In this screenshot, we’ve added two additional metrics: Total committed Bytes (in green), and Total reserved Bytes (in blue). We then started the application around 2:09:50 PM, which is indicated by the sudden increase and stabilization in all three metrics.

Monitoring the performance of an ASP.NET application. © 2019 Microsoft Corporation. All rights reserved.

These metrics can be accessed from within .NET, making it possible to include metrics in your logs.

To monitor your servers remotely and see aggregated metrics across your entire cluster, use an application performance monitoring (APM) solution such as SolarWinds® AppOptics®.

Logger and LogViewer

Logger and LogViewer are local Windows debugging tools that record every function and API call made by an application.
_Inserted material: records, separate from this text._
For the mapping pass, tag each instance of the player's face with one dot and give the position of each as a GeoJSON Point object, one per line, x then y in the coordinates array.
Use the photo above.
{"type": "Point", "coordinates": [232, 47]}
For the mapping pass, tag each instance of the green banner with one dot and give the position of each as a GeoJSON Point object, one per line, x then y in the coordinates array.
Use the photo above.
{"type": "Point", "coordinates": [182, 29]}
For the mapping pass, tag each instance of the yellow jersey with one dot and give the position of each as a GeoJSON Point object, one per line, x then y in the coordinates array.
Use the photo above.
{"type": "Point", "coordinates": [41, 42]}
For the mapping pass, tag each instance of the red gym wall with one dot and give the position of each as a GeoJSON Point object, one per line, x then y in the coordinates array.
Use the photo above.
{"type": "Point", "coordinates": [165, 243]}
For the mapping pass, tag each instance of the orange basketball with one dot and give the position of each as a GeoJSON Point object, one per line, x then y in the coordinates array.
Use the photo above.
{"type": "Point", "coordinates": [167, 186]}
Logger is a lightweight debugger that attaches itself to a process and outputs calls to a file on the desktop. The file lists each function call with the time it was performed. You can choose which types of events to log, as well as which modules to include or exclude from logging. You can then open this file in LogViewer to trace the application flow, search for specific calls, or export the file to plain text.

Logger’s main limitation is that it can’t attach to existing processes, but must start the application itself. It can also cause programs to behave differently or crash unexpectedly. However, it’s useful as a standalone debugger for quickly troubleshooting applications.